If wealth can't be created by the government due to "logical necessity," then there are no unique cases where in some sense, the government creates wealth.
I don't recall Sowell's answer to Analytics going into any detail, but what is quite clear is that taking money out of the economy through taxation and building a bridge, while wealth (the bridge) materializes somewhere, this is only because it was shifted from somewhere else. The process is completely circular. No net net wealth is "created," only redistributed from one use of those resources to another by the state.
Whether or not government spending can create wealth is ultimately an empirical question, there are no constraints of logic that prohibit government intervention from creating wealth.
Elementary logical thought and the most rudimentary economic knowledge are all that is required to come to the obvious conclusion.
In fact, you only screw yourself by logically constraining government intervention to reallocation, because if that's the case, then government intervention can't diminish wealth either! You can't blame government intervention for hurting the economy!
You're problem appears to be that you have a great deal of difficulty thinking logically, in which case, logical argument will be of little avail.
There is one thing, and one thing only, that creates new net wealth, and hence, economic growth, and that is productive economic activity. Government engages in no productive economic activity. All its activities are utterly parasitic and based on the transfer of wealth from the private sector to itself (as it can generate none of its own in any real sense, unless you think the creation of fiat money out of thin air is wealth creation) which is then reallocated -redistributed - to other uses. No new wealth is created, only shifted and transferred from where it would have been utilized in the private sector to another use of those same resources as determined by political considerations.

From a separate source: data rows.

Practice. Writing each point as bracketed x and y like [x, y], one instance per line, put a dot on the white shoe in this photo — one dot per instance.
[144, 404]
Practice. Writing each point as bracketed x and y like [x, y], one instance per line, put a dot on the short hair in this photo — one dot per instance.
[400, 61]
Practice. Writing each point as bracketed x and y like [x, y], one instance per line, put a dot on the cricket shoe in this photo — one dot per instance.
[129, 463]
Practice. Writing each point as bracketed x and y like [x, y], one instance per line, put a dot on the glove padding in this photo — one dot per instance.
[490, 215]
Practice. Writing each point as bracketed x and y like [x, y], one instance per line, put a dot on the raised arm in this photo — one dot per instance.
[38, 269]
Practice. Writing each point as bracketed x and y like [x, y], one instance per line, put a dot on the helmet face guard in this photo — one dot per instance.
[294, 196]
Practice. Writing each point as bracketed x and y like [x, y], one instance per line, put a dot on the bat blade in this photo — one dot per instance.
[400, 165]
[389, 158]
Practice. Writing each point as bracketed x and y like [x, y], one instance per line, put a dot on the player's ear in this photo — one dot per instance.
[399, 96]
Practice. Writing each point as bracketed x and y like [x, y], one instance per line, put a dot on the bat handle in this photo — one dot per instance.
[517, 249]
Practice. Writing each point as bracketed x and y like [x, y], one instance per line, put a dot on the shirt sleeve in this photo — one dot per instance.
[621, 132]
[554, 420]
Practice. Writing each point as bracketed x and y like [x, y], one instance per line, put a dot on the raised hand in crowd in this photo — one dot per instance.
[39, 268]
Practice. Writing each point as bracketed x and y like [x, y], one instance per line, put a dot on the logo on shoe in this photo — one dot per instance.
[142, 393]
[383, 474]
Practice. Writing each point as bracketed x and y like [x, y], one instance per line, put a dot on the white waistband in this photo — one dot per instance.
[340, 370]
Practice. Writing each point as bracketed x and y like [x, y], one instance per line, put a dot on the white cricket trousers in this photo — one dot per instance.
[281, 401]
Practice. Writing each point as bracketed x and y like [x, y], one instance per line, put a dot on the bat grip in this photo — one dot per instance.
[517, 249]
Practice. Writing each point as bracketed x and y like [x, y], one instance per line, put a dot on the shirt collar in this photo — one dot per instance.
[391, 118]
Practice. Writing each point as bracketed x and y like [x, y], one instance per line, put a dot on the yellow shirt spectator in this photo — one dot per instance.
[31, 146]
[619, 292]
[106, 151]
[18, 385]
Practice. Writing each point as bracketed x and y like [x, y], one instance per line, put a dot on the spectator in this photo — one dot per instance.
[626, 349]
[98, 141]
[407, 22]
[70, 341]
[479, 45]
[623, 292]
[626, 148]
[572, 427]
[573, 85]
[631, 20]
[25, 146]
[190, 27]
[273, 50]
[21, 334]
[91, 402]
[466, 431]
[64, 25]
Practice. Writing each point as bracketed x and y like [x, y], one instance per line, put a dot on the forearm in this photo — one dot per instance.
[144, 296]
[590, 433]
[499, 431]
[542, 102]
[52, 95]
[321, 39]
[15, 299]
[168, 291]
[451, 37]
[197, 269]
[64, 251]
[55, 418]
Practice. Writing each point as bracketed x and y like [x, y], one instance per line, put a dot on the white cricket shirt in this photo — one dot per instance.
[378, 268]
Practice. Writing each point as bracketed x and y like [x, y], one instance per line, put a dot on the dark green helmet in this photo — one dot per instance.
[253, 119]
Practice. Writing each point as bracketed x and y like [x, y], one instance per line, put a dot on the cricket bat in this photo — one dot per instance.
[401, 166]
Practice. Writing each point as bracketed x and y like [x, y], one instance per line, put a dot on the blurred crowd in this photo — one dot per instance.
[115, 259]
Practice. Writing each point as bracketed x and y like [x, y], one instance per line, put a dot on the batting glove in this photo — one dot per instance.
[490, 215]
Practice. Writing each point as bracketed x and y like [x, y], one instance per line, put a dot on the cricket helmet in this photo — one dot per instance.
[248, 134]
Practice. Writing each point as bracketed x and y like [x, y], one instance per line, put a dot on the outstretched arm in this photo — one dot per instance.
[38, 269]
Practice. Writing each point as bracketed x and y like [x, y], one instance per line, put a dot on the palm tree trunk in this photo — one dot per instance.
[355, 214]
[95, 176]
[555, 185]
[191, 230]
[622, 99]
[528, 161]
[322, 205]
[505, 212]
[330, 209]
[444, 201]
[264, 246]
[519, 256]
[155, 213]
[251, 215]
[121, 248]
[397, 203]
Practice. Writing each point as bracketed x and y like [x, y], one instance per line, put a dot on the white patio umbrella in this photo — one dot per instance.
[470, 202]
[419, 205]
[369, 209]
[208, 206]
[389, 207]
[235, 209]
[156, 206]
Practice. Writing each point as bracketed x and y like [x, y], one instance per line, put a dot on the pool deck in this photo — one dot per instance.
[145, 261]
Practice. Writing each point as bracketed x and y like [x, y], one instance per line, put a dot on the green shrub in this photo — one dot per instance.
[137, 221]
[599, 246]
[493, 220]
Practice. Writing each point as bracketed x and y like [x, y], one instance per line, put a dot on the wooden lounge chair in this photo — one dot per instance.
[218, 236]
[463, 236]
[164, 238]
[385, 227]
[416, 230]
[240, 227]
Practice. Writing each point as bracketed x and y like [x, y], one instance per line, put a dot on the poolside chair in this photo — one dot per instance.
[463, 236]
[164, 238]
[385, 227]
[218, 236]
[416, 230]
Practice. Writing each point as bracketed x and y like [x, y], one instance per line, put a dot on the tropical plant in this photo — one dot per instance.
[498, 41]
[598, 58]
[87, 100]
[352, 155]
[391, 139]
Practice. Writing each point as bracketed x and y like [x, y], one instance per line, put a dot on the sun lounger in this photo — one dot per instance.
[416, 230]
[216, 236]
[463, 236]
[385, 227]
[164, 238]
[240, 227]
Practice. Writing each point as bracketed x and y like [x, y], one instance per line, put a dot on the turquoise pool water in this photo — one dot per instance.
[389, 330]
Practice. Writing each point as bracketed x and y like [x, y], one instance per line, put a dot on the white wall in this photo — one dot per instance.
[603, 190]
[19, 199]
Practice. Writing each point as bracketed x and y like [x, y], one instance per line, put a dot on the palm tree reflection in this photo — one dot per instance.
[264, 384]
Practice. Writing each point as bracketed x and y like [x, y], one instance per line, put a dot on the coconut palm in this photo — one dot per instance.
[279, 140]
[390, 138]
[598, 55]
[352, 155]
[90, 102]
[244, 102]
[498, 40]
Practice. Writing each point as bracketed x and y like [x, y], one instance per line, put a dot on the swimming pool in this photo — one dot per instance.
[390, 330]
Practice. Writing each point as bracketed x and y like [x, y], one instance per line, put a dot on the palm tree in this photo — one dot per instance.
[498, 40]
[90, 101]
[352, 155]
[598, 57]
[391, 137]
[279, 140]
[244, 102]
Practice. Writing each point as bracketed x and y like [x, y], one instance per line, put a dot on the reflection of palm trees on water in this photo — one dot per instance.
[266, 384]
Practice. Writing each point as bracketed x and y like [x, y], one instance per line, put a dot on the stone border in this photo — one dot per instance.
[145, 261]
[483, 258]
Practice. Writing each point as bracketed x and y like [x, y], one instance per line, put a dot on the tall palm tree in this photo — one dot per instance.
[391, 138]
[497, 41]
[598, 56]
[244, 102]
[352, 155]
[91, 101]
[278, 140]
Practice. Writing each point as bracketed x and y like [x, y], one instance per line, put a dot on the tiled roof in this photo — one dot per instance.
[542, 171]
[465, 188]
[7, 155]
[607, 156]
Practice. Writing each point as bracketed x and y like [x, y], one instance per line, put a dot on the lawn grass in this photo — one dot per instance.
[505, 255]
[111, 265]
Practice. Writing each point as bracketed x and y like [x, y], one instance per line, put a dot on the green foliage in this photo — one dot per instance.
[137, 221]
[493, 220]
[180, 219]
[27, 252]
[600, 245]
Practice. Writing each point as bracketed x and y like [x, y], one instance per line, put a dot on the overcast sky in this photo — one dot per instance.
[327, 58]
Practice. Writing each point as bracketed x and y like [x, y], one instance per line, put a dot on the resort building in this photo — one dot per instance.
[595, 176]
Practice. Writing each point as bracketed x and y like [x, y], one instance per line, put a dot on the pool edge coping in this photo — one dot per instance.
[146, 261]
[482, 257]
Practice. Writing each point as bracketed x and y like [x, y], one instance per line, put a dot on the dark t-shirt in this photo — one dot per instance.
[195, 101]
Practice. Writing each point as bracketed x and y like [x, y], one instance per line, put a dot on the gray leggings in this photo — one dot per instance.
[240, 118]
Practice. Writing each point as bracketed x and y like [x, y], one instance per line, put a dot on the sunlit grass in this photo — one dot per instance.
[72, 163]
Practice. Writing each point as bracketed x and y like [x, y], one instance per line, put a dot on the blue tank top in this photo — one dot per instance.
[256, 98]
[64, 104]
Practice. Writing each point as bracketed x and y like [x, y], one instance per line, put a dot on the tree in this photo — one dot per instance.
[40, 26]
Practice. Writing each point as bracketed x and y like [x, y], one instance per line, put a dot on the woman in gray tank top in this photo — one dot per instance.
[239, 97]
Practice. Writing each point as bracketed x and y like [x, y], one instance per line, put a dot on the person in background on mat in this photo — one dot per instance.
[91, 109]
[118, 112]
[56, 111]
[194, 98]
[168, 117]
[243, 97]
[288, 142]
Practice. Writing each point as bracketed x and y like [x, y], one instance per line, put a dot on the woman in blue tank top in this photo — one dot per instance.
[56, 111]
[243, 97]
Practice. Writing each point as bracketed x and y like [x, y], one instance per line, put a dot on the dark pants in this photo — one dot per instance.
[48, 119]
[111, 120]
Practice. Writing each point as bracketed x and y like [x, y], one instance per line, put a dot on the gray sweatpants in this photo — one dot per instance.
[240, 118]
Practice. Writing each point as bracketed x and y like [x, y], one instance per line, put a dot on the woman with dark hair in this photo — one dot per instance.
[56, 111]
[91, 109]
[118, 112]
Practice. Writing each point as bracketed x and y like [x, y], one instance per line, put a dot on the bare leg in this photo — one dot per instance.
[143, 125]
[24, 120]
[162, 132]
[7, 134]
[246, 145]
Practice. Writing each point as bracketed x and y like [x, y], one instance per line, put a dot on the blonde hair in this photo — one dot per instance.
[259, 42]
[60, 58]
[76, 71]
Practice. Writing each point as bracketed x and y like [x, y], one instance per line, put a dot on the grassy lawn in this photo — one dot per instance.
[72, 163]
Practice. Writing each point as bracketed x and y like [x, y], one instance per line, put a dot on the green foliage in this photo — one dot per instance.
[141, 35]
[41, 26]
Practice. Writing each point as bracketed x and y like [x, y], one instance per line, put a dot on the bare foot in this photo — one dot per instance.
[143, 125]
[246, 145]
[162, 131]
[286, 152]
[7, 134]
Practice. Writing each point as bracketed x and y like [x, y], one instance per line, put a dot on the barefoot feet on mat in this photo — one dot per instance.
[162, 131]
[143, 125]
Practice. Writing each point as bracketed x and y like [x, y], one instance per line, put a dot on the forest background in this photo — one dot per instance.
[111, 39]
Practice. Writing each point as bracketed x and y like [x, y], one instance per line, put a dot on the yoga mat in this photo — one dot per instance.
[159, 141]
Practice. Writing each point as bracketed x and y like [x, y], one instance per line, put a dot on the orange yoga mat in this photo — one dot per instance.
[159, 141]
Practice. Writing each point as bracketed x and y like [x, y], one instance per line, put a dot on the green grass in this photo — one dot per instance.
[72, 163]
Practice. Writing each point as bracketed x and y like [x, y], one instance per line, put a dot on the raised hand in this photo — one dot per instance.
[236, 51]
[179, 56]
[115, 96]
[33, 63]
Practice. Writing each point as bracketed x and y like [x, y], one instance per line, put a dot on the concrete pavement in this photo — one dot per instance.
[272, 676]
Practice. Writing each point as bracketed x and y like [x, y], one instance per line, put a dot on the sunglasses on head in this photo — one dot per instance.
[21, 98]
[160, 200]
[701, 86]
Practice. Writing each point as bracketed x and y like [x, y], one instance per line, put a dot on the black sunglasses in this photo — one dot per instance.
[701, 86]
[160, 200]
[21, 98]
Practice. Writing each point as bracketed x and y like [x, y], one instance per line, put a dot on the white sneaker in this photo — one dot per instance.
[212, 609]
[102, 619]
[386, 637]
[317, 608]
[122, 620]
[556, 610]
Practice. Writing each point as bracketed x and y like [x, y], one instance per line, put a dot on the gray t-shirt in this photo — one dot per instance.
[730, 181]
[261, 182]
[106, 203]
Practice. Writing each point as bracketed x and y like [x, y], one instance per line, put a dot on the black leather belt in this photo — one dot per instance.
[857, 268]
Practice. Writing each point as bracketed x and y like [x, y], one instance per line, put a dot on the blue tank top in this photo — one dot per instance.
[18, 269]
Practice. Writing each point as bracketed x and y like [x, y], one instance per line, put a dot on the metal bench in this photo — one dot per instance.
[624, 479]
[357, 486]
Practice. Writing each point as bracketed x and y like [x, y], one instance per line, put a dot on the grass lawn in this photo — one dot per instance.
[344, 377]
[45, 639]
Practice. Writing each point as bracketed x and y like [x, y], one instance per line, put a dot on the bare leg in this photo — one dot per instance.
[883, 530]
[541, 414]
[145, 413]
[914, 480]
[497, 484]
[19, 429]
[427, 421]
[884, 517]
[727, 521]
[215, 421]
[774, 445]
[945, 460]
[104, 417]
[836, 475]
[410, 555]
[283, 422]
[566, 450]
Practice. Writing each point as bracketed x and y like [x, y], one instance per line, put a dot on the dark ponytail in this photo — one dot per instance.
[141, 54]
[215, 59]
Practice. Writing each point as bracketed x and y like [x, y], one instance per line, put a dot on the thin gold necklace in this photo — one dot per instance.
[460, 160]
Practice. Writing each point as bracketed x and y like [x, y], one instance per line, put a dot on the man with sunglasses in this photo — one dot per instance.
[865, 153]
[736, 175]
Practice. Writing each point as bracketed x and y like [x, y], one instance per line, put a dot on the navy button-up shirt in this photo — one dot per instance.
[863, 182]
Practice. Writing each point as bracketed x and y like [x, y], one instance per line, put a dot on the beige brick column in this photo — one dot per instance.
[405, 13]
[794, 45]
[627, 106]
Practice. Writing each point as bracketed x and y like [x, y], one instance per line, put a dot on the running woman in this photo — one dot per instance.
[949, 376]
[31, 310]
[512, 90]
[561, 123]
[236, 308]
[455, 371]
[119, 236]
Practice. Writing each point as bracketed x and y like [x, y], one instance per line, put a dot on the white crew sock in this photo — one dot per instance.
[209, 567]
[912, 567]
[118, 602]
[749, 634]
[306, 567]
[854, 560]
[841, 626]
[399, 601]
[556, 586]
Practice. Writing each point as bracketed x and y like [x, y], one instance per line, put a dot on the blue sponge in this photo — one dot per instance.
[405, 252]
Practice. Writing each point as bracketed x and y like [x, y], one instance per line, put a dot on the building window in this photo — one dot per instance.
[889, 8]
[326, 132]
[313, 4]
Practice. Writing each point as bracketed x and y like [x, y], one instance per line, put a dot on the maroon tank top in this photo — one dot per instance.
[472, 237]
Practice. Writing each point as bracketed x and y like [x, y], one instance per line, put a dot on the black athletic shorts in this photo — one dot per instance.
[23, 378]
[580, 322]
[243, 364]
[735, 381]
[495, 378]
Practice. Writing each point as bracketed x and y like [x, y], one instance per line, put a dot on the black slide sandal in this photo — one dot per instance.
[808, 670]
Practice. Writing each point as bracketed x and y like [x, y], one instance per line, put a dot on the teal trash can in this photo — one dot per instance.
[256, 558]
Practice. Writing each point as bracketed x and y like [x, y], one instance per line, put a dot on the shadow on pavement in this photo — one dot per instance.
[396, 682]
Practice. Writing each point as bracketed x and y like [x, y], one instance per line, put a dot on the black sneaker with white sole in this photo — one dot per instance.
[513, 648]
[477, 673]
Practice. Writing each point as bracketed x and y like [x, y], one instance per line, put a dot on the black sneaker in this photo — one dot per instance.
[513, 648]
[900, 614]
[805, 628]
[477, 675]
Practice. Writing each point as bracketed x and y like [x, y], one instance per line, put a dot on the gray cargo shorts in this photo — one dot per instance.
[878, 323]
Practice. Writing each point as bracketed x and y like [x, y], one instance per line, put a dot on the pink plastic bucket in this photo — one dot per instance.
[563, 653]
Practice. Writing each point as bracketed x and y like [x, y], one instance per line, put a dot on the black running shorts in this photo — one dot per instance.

The economy is the same size it was before the the pile of bricks were moved from one side of the yard to the other and then back again at taxpayer expense in a government jobs program.
Its easy for government to destroy wealth. Its called taxation, regulation, the manipulation of money and credit (creating debt bubbles and boom and bust cycles) and inflation.
Oh wait, I can hear you scrambling to change your position to: the law of conservation of wealth holds during government intervention, but after the intervention, the effect can be negative, thus crashing the economy. Well, if that's true, then the converse is a possibility as well. In other words, we've caught you red-handed playing a semantics game to score a rhetorical point rather than make an intellectually serious point about economics.
If you actually can adduce an argument showing why I should believe that the state can "create" new, net wealth in an economy, please do. You never have, as of yet, but you may wish to give it the old college try.